Life presents conundrums of certainties and presumptions; the former in order to retain sanity; the latter in order to appear sane. A certain event is one which is expected to occur because of a natural law, a habitual repetition of reliance, or because the daily routine has engrained it upon our consciousness. A presumption is a wish for certainty which may not even be rationally-based, but one in which we conclude will likely occur because of past events, contextual probabilities, and a sense that the present should reflect the historicity of the past.
In preparing, formulating and filing for Federal Disability Retirement benefits from the U.S. Office of Personnel Management, it is best to establish the strict bifurcation between certainties which are clearly so, and avoid presumptions.
It is certain that Federal Disability Retirement is a process which will likely require multiple stages to obtain; it is certain that the Office of Personnel Management will scrutinize each Federal and Postal employee’s application and find it deficient or inadequate; it is certain that one’s agency will likely be two-faced and feign loyalty and support but act in ways which defy such declarative embracing of the Federal or Postal employee. Conversely, one should never presume that one’s case is a “slam-dunk”; nor that OPM will make a decision sooner than later; nor that OPM will provide a rationally-based reasoning for denying a case.
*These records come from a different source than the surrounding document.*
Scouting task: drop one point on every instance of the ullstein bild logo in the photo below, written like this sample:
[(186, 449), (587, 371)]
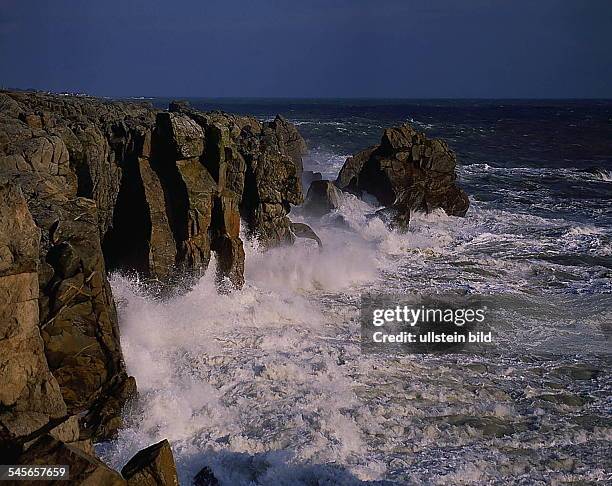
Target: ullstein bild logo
[(423, 324)]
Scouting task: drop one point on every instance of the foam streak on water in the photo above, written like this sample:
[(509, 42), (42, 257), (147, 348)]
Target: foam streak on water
[(267, 385)]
Hume and Berkeley aside, we live in a world where cause-and-effect are relied upon, and where the world does not merely depend upon our perceiving it; but certainties should always be tempered with an understanding that Federal Disability Retirement is an administrative process which must be fought for, then protected, and presuming an easy path with any Federal agency is to defy the logic which both Hume and Berkeley took to the extreme.